Otro punto crítico es subestimar la importancia de la operación. Incluso con una infraestructura externalizada, la experiencia del usuario sigue siendo responsabilidad de la empresa.
También es común intentar acelerar sin un socio adecuado, lo que puede generar retrabajo y retrasos a medio plazo.
Lo que diferencia a las empresas que consiguen lanzar rápido
Las empresas que consiguen lanzar tarjetas en semanas generalmente comparten algunas características.
Parten de un alcance claro, con el foco en validar rápidamente el producto en el mercado. En lugar de buscar una solución perfecta desde el inicio, priorizan la velocidad y el aprendizaje.
Además, eligen socios que ya cuentan con una infraestructura consolidada y experiencia en la operación de tarjetas, lo que reduce fricciones a lo largo del proceso.
Por último, tratan la tarjeta como parte de la estrategia de producto, y no solo como un complemento.
Conclusión
El tiempo necesario para lanzar una tarjeta dejó de ser una barrera estructural.
Con la evolución de la infraestructura financiera, las empresas pasaron a tener acceso a soluciones que permiten acelerar significativamente ese proceso.

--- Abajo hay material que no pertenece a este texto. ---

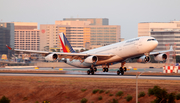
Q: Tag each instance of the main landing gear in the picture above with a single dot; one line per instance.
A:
(105, 67)
(91, 71)
(122, 69)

Lo que antes requería meses de desarrollo y una gran inversión hoy puede realizarse en semanas, siempre que el enfoque sea el adecuado.
Más que la velocidad, lo que está en juego es la capacidad de probar, aprender y evolucionar el producto de forma continua.
En este contexto, el modelo white label no solo hace viable el lanzamiento, sino que redefine la forma en que las empresas construyen soluciones financieras.